Romalılar düşünsel yaşam alanında değil, kurdukları devlet ve hukuk sistemi ile yani pratik alanda çok ileriydiler. Bilindiği gibi kurdukları hukuk sistemi ve temel hukuki kavramlar, günümüz hukuk sistemlerinde bile etkisini sürdürür. 

Doğu'da İslam yeni yeni yayılıyor ve getirdiği hoşgörü ortamı sayesinde, bilimde ve sanatta

ileri gelişmeler yaşanıyordu. Batıda tamamen unutulan Antik değerler, İslam Dünyasında tekrar canlanmaya başlamıştı. Batılılar pek çok şeyi, 12. ve 13. yüzyılda düzenledikleri Haçlı Seferleri yolu ile Orta Doğu'dan öğrenirler.

Ayrıca Avrupa'da İspanya'da yayılan İslam Uygarlığının da bu kültür etkileşiminde önemli rolü olur.
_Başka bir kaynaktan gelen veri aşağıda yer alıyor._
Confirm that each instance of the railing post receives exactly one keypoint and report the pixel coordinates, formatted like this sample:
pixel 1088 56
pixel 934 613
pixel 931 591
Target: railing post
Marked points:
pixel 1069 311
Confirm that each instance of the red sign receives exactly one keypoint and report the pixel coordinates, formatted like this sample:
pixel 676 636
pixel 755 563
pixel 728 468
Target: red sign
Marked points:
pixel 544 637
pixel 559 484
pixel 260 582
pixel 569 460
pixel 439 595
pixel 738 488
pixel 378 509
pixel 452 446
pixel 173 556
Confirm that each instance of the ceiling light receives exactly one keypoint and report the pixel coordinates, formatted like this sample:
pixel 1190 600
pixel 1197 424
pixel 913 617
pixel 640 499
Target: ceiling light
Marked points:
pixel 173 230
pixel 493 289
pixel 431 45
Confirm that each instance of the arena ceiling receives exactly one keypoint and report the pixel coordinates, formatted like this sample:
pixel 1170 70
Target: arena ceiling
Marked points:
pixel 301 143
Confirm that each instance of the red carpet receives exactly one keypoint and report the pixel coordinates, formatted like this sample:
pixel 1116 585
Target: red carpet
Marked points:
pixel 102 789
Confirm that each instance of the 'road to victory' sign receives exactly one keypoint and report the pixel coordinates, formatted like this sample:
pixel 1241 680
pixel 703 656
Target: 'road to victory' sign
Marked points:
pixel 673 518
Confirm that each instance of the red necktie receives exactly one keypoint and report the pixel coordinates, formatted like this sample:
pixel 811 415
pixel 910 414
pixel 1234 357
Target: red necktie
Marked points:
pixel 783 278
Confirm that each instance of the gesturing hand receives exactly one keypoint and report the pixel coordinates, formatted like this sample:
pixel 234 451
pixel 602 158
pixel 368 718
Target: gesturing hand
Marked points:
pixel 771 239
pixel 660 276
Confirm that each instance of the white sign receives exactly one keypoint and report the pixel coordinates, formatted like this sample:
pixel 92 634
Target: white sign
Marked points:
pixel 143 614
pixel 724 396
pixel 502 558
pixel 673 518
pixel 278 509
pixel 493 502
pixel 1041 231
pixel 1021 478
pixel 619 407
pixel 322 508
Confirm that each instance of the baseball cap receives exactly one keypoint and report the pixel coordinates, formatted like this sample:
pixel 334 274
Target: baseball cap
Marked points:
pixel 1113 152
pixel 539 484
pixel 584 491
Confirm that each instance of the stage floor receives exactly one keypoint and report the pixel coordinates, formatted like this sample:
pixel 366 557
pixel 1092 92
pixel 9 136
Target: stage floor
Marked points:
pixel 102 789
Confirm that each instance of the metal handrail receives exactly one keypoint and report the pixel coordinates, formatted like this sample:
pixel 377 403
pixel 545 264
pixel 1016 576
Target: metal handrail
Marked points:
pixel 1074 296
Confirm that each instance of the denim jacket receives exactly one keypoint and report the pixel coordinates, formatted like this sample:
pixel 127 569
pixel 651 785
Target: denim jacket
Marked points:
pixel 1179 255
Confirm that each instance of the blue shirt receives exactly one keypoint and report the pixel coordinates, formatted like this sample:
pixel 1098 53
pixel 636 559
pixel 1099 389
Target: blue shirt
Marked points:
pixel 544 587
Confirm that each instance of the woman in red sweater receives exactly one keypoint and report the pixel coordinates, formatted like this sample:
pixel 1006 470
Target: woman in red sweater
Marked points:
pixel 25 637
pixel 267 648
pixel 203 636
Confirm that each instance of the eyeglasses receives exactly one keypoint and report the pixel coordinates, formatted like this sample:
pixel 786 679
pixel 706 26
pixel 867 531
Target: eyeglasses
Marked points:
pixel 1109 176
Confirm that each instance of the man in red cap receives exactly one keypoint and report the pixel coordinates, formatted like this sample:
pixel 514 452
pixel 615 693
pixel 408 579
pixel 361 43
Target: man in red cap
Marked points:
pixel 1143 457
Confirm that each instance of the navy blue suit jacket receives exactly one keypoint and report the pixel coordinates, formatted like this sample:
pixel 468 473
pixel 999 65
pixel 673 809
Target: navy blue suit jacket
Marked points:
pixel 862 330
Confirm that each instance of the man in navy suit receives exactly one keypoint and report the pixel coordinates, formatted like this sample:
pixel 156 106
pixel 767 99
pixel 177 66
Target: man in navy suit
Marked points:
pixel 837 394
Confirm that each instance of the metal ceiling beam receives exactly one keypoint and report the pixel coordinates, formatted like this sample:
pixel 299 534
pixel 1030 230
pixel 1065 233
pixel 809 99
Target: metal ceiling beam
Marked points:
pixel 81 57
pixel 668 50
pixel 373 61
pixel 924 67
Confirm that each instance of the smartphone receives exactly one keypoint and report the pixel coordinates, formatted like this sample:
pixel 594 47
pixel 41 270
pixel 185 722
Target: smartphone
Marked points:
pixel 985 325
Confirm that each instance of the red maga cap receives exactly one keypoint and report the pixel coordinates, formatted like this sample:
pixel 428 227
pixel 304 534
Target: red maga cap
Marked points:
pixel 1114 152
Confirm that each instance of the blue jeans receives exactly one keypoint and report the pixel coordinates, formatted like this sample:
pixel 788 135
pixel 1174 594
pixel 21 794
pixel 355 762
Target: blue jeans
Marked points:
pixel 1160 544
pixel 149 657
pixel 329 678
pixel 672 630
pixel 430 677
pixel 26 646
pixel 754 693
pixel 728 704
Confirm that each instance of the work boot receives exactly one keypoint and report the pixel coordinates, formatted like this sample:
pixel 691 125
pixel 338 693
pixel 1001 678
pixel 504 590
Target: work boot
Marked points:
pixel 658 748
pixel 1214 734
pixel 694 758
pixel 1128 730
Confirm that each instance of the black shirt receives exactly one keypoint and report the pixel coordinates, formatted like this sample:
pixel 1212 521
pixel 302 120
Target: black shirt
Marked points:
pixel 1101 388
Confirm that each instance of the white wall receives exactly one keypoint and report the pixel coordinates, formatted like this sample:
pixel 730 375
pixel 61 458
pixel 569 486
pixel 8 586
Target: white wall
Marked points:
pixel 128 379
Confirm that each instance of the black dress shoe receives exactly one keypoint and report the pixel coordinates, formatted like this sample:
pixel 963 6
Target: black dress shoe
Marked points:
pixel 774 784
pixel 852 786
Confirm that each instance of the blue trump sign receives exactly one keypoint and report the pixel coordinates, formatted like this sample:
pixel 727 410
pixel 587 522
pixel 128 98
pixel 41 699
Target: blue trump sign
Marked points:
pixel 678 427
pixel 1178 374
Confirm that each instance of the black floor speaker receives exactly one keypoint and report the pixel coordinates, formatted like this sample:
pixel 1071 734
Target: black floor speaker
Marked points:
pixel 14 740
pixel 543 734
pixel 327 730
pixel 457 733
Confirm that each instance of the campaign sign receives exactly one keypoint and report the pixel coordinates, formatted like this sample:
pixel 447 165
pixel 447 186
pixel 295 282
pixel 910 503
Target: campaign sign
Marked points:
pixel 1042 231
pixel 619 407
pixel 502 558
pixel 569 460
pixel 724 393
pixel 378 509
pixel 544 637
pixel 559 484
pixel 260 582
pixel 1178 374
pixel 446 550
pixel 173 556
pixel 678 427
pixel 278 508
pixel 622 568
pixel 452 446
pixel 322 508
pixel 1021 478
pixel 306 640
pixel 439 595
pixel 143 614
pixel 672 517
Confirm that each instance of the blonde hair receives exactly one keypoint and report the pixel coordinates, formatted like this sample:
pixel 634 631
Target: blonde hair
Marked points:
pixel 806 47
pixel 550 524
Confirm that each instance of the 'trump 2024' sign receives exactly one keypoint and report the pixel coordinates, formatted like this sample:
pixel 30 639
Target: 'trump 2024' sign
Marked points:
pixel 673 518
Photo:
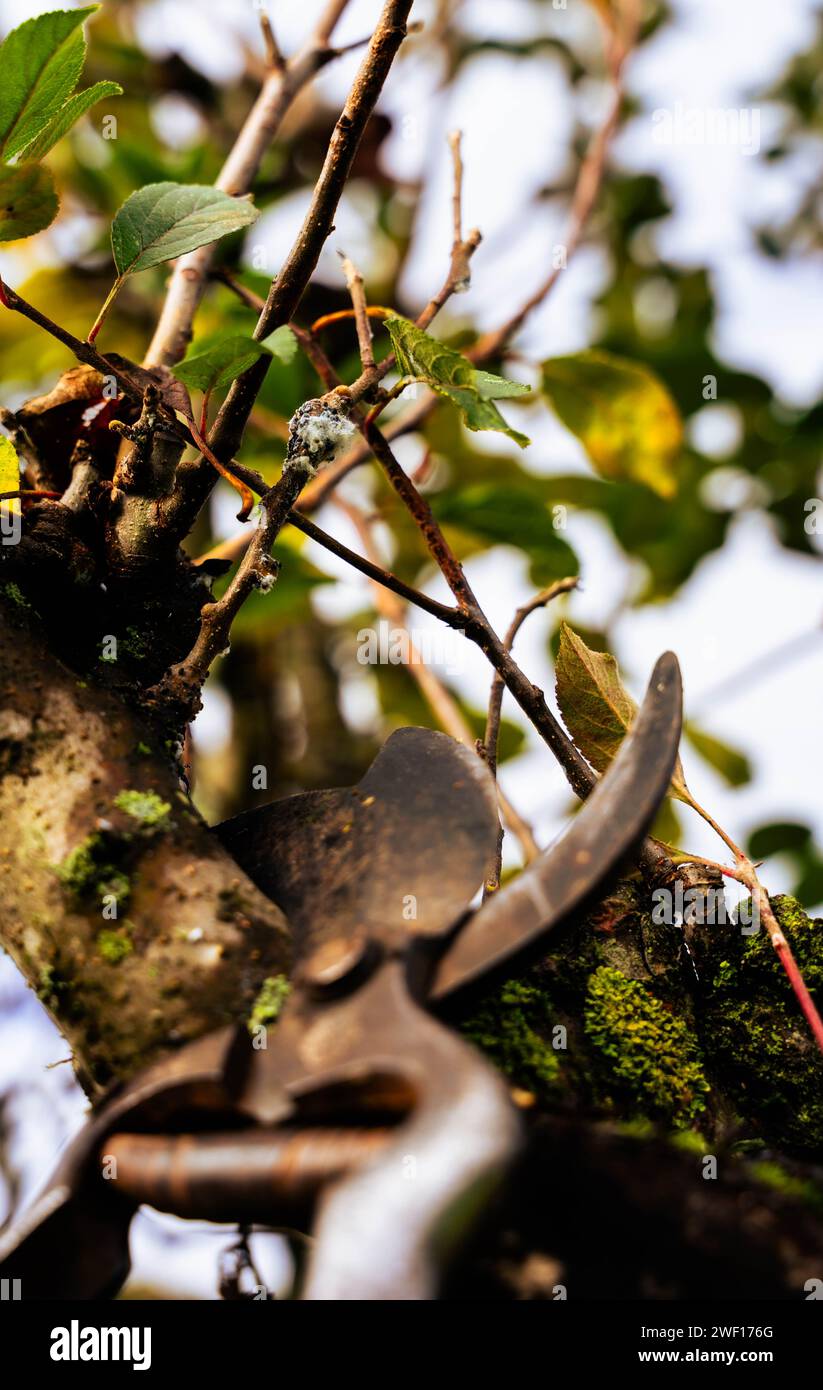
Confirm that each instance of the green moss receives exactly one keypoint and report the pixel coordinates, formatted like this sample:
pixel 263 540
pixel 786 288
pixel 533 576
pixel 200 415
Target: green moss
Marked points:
pixel 758 1037
pixel 271 997
pixel 143 806
pixel 772 1175
pixel 647 1052
pixel 14 595
pixel 510 1029
pixel 114 944
pixel 88 872
pixel 135 645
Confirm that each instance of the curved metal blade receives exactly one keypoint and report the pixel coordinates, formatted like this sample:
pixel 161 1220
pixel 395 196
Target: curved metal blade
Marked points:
pixel 402 852
pixel 616 815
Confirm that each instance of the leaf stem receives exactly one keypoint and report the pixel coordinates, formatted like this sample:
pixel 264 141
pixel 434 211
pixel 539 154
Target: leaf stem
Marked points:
pixel 104 309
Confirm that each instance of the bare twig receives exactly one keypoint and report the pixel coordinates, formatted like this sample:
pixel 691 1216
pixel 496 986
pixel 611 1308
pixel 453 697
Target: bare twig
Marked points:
pixel 360 309
pixel 439 699
pixel 478 627
pixel 492 723
pixel 745 873
pixel 181 685
pixel 459 277
pixel 273 50
pixel 288 288
pixel 620 41
pixel 281 85
pixel 492 726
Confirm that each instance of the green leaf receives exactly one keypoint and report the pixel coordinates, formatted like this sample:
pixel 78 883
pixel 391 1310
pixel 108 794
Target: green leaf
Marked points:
pixel 509 516
pixel 779 837
pixel 733 766
pixel 455 377
pixel 217 366
pixel 166 220
pixel 597 708
pixel 221 362
pixel 68 116
pixel 28 202
pixel 9 473
pixel 41 63
pixel 622 414
pixel 282 344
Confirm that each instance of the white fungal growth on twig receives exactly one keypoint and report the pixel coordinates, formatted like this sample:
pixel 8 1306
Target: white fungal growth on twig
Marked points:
pixel 319 432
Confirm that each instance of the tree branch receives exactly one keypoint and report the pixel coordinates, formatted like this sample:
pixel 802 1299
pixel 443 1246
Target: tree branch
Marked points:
pixel 95 823
pixel 288 288
pixel 492 723
pixel 191 273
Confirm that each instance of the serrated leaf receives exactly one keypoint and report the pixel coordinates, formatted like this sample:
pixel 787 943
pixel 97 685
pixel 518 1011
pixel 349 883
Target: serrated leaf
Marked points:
pixel 68 116
pixel 622 414
pixel 41 63
pixel 597 708
pixel 729 762
pixel 451 374
pixel 28 202
pixel 282 344
pixel 167 220
pixel 9 473
pixel 207 369
pixel 217 366
pixel 509 516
Bu hareketlerin sonucunda Avrupa'da insan hakları alanında önemli düşünceler ortaya çıkar. İnsan hakları alanında ileri görüşlere sahip filozof John Locke; toplumun kökenini, kendisinden önceki bazı filozoflar (Grotius ve Hobbes) gibi doğal yaşama ve sözleşme fikrine dayandırır.

"Doğal yaşama dönemi, özgürlüğün insanlararası eşitliğin alabildiğine hüküm sürdüğü bir çağdır. İnsanoğlu, aklından başka, kendisini yönetecek hiçbir üstün kuvvet tanımaz." Bu mutlu dönemin bazı sakıncaları da vardır. Birincisi, kişiler bireysel cezalandırma yetkisine sahipti. Kişiler bireysel cezalandırmada aşırıya kaçabiliyordu. İkincisi, siyasal toplum kurulmadan önce de varolan mülkiyet hakkının yeterince güvence altında olmamasıydı. İnsanlar bu sakıncaları gidermek için aralarında sözleşme yaparlardı. 

Ancak bu sözleşmeye her bireyin mutlaka katılması gerekli değildi. Bu isteği, belli bir toplumda yaşayarak, işlemde bulunarak ya da mülk sahibi olarak da gösterebilir. Locke, kendisinden önce ortaya atılan görüşlerin etkisiyle iki ayrı anlaşmadan söz açar. İlk anlaşma toplumu kurmak içindi. İkincisi ise siyasal anlaşmaydı. Toplumsal insan, cezalandırma hakkı dışında, doğal insanın bütün haklarına sahipti. Eğer, devlet sözleşmede belirlenen hükümlere aykırı davranırsa, sözleşme bozulmuş olur. "Halk artık devlete itaat etmekle yükümlü olmaz ve doğal yaşam halindeyken sahip olduğu bütün hak ve hürriyetleri geri alır." Yani Locke, düşünce sistemiyle tutarlı olarak "Direnme Hakkı"nı da benimsemişti.